Carilion Briefing

The Wall Street Journal exposed the business history of Carilion Health System through an article composed by John Carreyrou. The journal warned of a possible monopoly over medical care services by Carilion Clinic in the region. The journal claimed that the cost of health care in Roanoke Valley has been rising cumulatively in the last few years. In addition, the health insurance in the region had shifted from being the cheapest to the highest in Virginia State (Carver & Jessie, 2011). This rise has been attributed to the market domination in the Roanoke Valley’s economy by Carilion Health System through lots of its holdings in the region. In response to these views, Carilion Health System acknowledged its influence over the inhabitants of the area, and it dismissed monopoly claims over the Roanoke Valley health care system. The hospital claimed that it only charges more for specific medical processes since it has to promote emergency operations and treatment service for uninsured patients (Carver & Jessie, 2011).

Carilion had a plan to integrate health system into a new clinic model. Through this model, the doctors will work together in a well harmonized health care delivery model in an attempt to cut down avoidable procedures and checks (Hayes & Gregory, 2012). However, a group of non-Carilion physicians in the region have impeded the implementation since they claim that the Carilion plan is essentially designed to suppress competition. In addition, the non- Carilion and Health insurance brokers claim that the move is aimed at eliminating any hospital competition, thus enabling Carilion to hike health service prices as well as insurance rates in the area (Hayes & Gregory, 2012).

The two main external market challenges include an ever-increasing cost of health care delivery, which makes it difficult to maintain an adequate workforce and contain the cost incurred. Another challenge is meeting the needs of ever-increasing chronic care, especially to the growing and aging population (Riha, Martin & Burks, 2011). These challenges are faced by health care providers in the primary care. This makes it difficult for the Carilion Clinic to face these challenges with its initial model. Therefore, it was forced to adopt a patient-centered medical care model in order to provide well-coordinated and comprehensive care that is rooted in strong collaborative relationship (Riha, Martin & Burks, 2011).

There is a potential conflict of interest in the Carilion Executive Board. This is as a result of multi-million construction tender awarded to a company owned by one of the director member’s of the Board. Turner & Co. Inc. company is co-owned by Jay Turner, who is a member of Carilion Executive Board. However, according to the reports from the Carilion, Jay Turner has never influenced the decision-making process leading to hiring of the Firm. Another potential conflict of interest arises from the influence of Dr. Ed Murphy in the board and the Roanoke community. Dr. Murphy is influential due to many positions he held previously in the region.

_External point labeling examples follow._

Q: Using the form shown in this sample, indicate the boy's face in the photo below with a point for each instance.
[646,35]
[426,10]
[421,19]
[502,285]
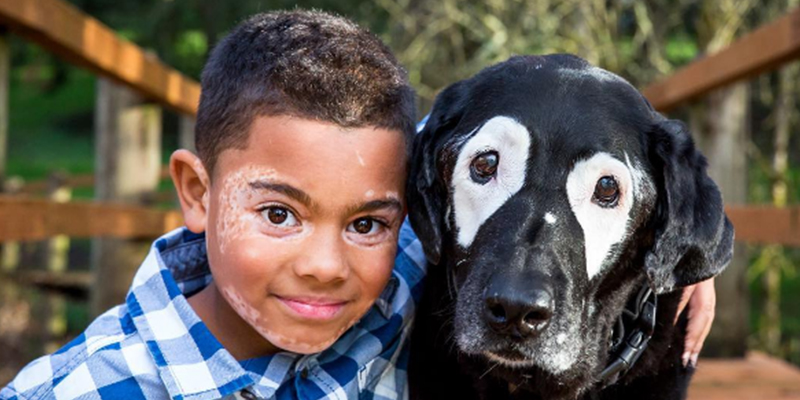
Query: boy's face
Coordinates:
[302,227]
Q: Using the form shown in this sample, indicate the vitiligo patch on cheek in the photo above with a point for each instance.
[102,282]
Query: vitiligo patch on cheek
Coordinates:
[234,217]
[276,333]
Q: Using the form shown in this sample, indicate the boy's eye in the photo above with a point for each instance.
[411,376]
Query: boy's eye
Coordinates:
[279,216]
[364,226]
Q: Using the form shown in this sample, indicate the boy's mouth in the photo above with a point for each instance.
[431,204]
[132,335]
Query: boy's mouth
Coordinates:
[319,309]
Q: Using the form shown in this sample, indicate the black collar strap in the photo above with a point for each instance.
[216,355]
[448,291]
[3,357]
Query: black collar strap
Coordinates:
[626,349]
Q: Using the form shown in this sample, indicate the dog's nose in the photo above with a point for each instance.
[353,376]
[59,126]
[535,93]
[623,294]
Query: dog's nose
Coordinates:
[519,314]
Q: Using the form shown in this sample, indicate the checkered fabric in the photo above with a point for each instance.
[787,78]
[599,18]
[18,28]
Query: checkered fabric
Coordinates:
[155,347]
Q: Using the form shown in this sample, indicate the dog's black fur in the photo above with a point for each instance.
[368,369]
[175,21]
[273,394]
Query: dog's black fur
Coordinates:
[677,235]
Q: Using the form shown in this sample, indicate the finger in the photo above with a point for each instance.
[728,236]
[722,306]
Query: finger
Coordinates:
[701,315]
[685,297]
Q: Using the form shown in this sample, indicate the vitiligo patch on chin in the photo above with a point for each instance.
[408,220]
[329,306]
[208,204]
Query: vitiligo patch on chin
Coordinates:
[473,202]
[602,227]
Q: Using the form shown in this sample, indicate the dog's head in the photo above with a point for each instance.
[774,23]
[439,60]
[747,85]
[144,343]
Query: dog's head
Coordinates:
[550,189]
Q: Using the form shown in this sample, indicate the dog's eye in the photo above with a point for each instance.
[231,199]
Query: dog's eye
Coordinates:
[606,192]
[484,166]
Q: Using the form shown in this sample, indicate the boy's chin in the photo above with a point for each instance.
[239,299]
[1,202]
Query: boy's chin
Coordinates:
[306,342]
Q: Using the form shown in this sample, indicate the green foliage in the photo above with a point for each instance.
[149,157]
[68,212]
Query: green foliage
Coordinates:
[45,128]
[681,49]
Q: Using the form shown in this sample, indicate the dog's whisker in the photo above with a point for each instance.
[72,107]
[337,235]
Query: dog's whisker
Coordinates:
[488,370]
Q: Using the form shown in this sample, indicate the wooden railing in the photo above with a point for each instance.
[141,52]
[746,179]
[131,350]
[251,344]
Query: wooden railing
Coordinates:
[763,50]
[66,31]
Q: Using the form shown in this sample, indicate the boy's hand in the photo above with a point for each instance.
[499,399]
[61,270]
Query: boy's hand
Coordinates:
[701,299]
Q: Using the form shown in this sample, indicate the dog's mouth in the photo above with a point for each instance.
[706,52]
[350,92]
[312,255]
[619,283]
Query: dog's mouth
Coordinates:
[510,358]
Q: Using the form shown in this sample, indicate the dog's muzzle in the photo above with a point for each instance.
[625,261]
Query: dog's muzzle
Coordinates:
[517,308]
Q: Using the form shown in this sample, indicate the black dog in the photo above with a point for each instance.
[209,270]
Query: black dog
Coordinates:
[557,209]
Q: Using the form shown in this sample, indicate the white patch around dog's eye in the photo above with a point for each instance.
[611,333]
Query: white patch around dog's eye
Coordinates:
[604,222]
[482,184]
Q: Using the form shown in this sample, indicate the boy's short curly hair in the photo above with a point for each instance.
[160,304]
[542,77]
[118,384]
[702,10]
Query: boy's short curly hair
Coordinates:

He also held a senior position in Virginia Council that aimed at structuring growth and progress in the Virginia State. In order to evade conflict in the Board, the Policy that protects conflict of interest in the Carilion Clinic needs to be followed to the latter. The policy will ensure that members of the Board do not benefit improperly due to position they hold in the organization.

The vertically integrated clinic model that is intended to promote teamwork and patient-focused care is well positioned for participation in health exchanges. This is because the new model will make the Carilion Clinic cease from being an independent entity and become ancillary services to the doctor’s practice (Lubell, 2011).  As a result, the Clinic will provide cost-effective and better health services. The Carilion is also in a position to enhance the exchange program. This will be enhanced by the Clinic’s initial plan to partner with Virginian Tech University in order to institute medical school and a non-profit clinical research facility. This partnership will facilitate the exchange program (Lubell, 2011).